You could say that Portal and Portal 2 are games about game design. GLaDOS is, of course, our game designer, piecing together test chambers for her test subject(s) to solve, helplessly addicted to the process. She lives for it. The idea is bolstered when Wheatley takes the reins in Portal 2 (that was a spoiler, I guess) and creates a laughably bad level– complete with the caveat that it will be much cooler very, very soon. And you could say that those constant tests, institutionally performed by Aperture Laboratories, mirror the gameplay testing that Valve, in the real world, is famous for practicing as an integral part of its development process.
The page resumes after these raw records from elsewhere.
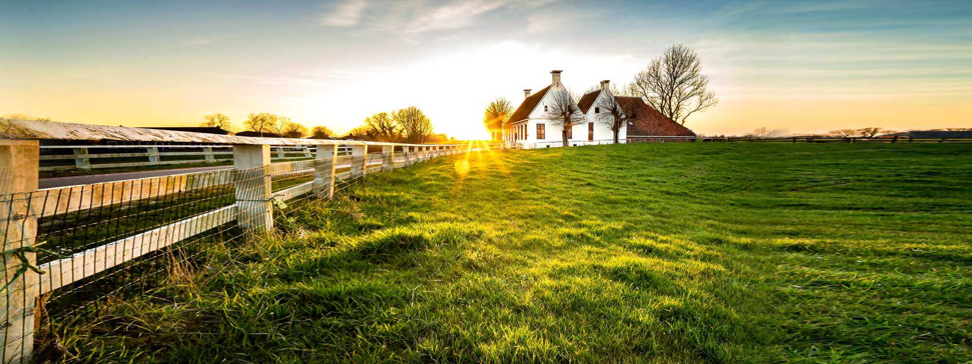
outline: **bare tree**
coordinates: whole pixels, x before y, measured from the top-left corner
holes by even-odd
[[[432,121],[422,110],[409,106],[392,113],[392,118],[401,128],[409,143],[422,144],[432,135]]]
[[[702,75],[702,61],[684,45],[669,47],[662,56],[635,75],[629,91],[682,125],[696,112],[715,106],[718,99],[708,90],[709,78]]]
[[[395,142],[401,137],[401,128],[388,113],[376,113],[364,118],[367,135],[380,142]]]
[[[546,113],[550,124],[560,127],[564,147],[570,146],[568,143],[569,130],[574,125],[584,122],[584,114],[580,112],[580,107],[577,106],[572,94],[573,92],[564,89],[556,91],[550,100]]]
[[[307,127],[287,118],[287,123],[280,128],[280,135],[285,138],[303,138],[307,136]]]
[[[350,131],[348,131],[348,136],[351,136],[356,139],[364,139],[364,140],[374,140],[377,137],[377,135],[374,134],[374,131],[365,125],[361,125],[355,127],[354,129],[351,129]]]
[[[233,131],[233,125],[229,123],[229,116],[216,113],[202,116],[202,126],[218,127],[226,131]]]
[[[506,119],[512,114],[513,105],[505,98],[498,97],[489,103],[489,106],[486,107],[486,113],[483,115],[483,125],[489,130],[492,140],[503,139],[503,125],[506,123]]]
[[[7,115],[4,115],[3,116],[0,116],[0,117],[4,117],[4,118],[16,118],[16,119],[19,119],[19,120],[56,121],[56,120],[54,120],[53,118],[51,118],[51,117],[30,116],[27,116],[26,114],[7,114]]]
[[[752,136],[756,138],[766,138],[768,135],[770,135],[770,128],[766,126],[752,131]]]
[[[827,134],[836,135],[838,137],[848,138],[848,137],[852,137],[855,134],[857,134],[857,130],[856,129],[837,129],[837,130],[831,130],[831,131],[827,132]]]
[[[250,114],[243,124],[249,130],[256,131],[263,136],[263,133],[273,131],[273,126],[277,122],[277,116],[270,113]]]
[[[605,97],[598,102],[597,107],[601,108],[602,113],[594,115],[598,122],[608,126],[614,133],[614,144],[618,143],[618,134],[621,132],[621,128],[628,122],[628,120],[637,117],[635,113],[634,103],[625,108],[621,103],[617,102],[617,98],[614,95],[608,95],[609,97]]]
[[[882,133],[893,133],[893,132],[894,132],[893,130],[883,129],[883,128],[880,128],[880,127],[869,127],[869,128],[857,129],[857,134],[860,135],[861,137],[864,137],[864,138],[874,138],[874,137],[877,137],[878,134],[882,134]]]
[[[310,130],[310,139],[330,139],[332,136],[334,132],[327,126],[318,125]]]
You could go further: consider that our relationship with GLaDOS as players captures, in some way, a player’s relationship to the game designer. GLaDOS possesses an uncontrollable urge to set out a series of exquisitely crafted challenges; we are driven by the urge to conquer them. She taunts us, tells us it can’t be done, but every test chamber is actually very carefully tuned (through those playtests) to be solvable, to click magically after a certain amount of time, to preserve the player’s state of flow. Valve needs them to be able to be solved.
A most enterprising theorist might even go so far as to suggest that GLaDOS’ arch commentary and barbed insults, cushioned for our ears by their diverting cleverness, is Valve talking back to its fans– saying, in a coded way, the kinds of things they have always wanted to say after the trauma of the dark period around 2003-2004, when Steam wasn’t the powerhouse it is now but a nascent, buggy thing that regularly sparked some of the bitterest online tirades imaginable, when Half-Life 2 was stolen by a hacker and then delayed. Game developers tend to claim confidently that they never feel pressure from “the fans,” and that the vicious snake dens of their own forums do not periodically wound them. But those rants do get read. It would be naïve to claim they really had no effect.
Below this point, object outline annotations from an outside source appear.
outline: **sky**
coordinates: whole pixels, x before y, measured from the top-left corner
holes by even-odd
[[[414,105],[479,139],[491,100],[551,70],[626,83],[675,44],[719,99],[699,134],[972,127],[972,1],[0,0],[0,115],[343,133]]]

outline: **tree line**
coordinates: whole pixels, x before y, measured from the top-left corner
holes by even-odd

Finally, there is Cave Johnson’s character. He, clearly, represents the designer of a game (or a game industry) in its embryonic stages: the period where the developers are just winging it, trying random things to see what they do and to assess if they might be worth anything (“Science isn’t about ‘why,’ it’s about ‘why not?’” he says). Here’s something that makes you bounce. You can throw it on the floor. Can we do something with this? Can we make a game from it?
Let’s run a test.
I noticed your game has a character editor, but doesn’t include the option to make a female character. Why is that?
Well, it’s hard to make female characters. First of all, in order to accommodate female characters in our pipeline, you’d basically need to re-code the entire engine from the ground up. Because the technology we have today just wasn’t built to be able to handle stuff like that. I’m thinking about it now and I have no idea how you’d even start making those kind of changes in our low-level architecture. The implications to our engine are just all over the place– the threading system, the frame buffer…
Then there’s the art aspect. Can anyone say they really know what a woman looks like? I mean we all have ideas. But we’ve tried them and they don’t work. Women are difficult to model because they have– they’re sort of put together– well, let me put it this way: male bone structure is mostly made up of ninety-degree angles. Right? Maybe a couple forty-fives here and there. But it’s simple, and that makes it easy. I guess I shouldn’t say “easy,” but I mean more straightforward.
Female bone structure, on the other hand, is extremely complicated. There are, like, n-gons and inverted matrices in there and everything. The math involved is just mind-boggling. And it’s not only the mesh: there’s the textures and the lighting, too. The way light bounces off… I mean, all of that is completely different as well. So to really do it right we would have to undo all of the pixels that are in the game right now, and re-do them over again from scratch. It’s just a ton… a ton of work.
So when you look at it– you look at the cost of creating all those assets, the modeling, animation, the voice over, and so on– you take that cost and multiply it by a billion. And then it just comes down to, what should we spend our time and money on? We only have a limited amount of resources, so we need to be very careful about what we choose to do. Right? If we just sort of said, hey, let’s go for it, let’s make that female character model… well, the whole project could collapse and we might go out of business. I mean, I’m not trying to sound negative here. But that’s, you know, that’s the reality we’re facing.